Let $p,q$ be prime numbers. Find all the integer solutions to: $$q^2(p-1) = (p+1)(q+1)$$
I am almost sure that $q=2$,$p=7$ is the only solution. Thus I assumed that $p$ and $q$ were both odd to reach a contradiction, but so far I haven't made any progress that way.
On
If we assume $p,q$ are positive primes, we can proceed by first showing $q=2$ and then deduce $p=7$.

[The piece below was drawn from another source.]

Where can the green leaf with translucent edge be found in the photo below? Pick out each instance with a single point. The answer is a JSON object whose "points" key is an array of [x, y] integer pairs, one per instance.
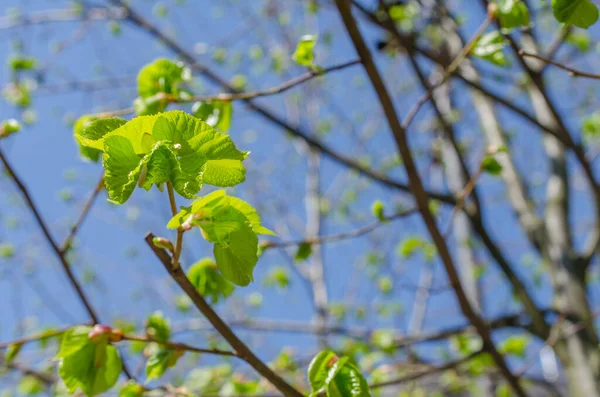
{"points": [[215, 201], [348, 382], [581, 13], [204, 275], [231, 224], [337, 377], [93, 367], [216, 113], [513, 14], [304, 54], [172, 147]]}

Note $q-1 = (q^2-1)/(q+1) \lt (p+1)/(p-1)$. For any positive prime $p$, the right hand side is at most 3, so $q$ must be less than 4. Thus $q$ is either 2 or 3.
If $q=3$ we can refine this estimate a little. Since $q^2$ divides $p+1$, because $q$ and $q+1$ are coprime, for $q=3$ would mean $p+1$ is a multiple of 9. This first happens for prime $p=17$. In any case $(p+1)/(p-1)$ would be less than 2, so $q \lt 3$. This contradiction implies $q=2$.
Plugging that value for $q$ into the original equation quickly gives $p=7$.
For completeness sake you should examine whether one or both $p,q$ can be negative primes.
On
We show how to solve a different problem, finding the integer solutions of $q^2(p-1)=(p+1)(q+1)$. There are not many.
We can have $p=1$, which forces $q=-1$. If $p\ne -1$, then $\left|\frac{p+1}{p-1}\right|\le 3$.
Note that if $|q|\ge 4$ then $\left|\frac{q^2}{q+1}\right|\gt 3$.
So the only candidates for $q$ lie in the interval $-3\le q\le 3$. Try them all. In each case we get a linear equation for $p$.
If we are really only interested in primes, the only numbers that need to be tried are $q=2$ and $q=3$.
On
$q^2(p−1)=(p+1)(q+1)$
This can be written as:
$\frac{q^2}{q+1} = \frac{p+1}{p-1} = 1 + \frac{2}{p-1}$
In other words, subtracting 1 from both sides,
$\frac{q^2 - q - 1}{q+1} = \frac{2}{p-1}$
Two cases here:
1) p = 2. So $q^2 - q - 1 = q+1$. Gives: $q^2 - 2q - 2 = 0$. Easy to see this has no integer solutions (just solve the quadratic equation).
2) p is an odd prime. Let p = 2k + 1.
Then $q + 1 = k(q^2 - q - 1)$. So $(q+1)(k+1) = kq^2$.
Now, q and q+1 are co-prime. So are k+1 and k. Unless k or q is 1, this can only mean:
$q+1 = k$ and $k+1 = q^2$ So $q+2 = q^2$ Solving the quadratic, q = 2 or q = -1. 'q is prime' makes us reject q = -1 case. So q = 2. So p = 2k+1 = 2(q+1) + 1 = 7.
Now, suppose k = 1. Then we get: $2(q+1) = q^2$. This again gives $q^2 - 2q - 2 = 0$ which has no integer solutions.
q = 1 gives: $2(k+1) = k$. This gives k = -1/2, which is not an integer.
So p = 7, q = 2 is the only solution to this.
You're on the right track assuming that $p,q$ are odd.
Here's the step you may be missing: if $p>2$ is odd, then $(p-1, p+1) = 1$. But $(p+1)$ must divide both sides of the equation. So $(p+1)\mid q^2$. Hence $q$ is even.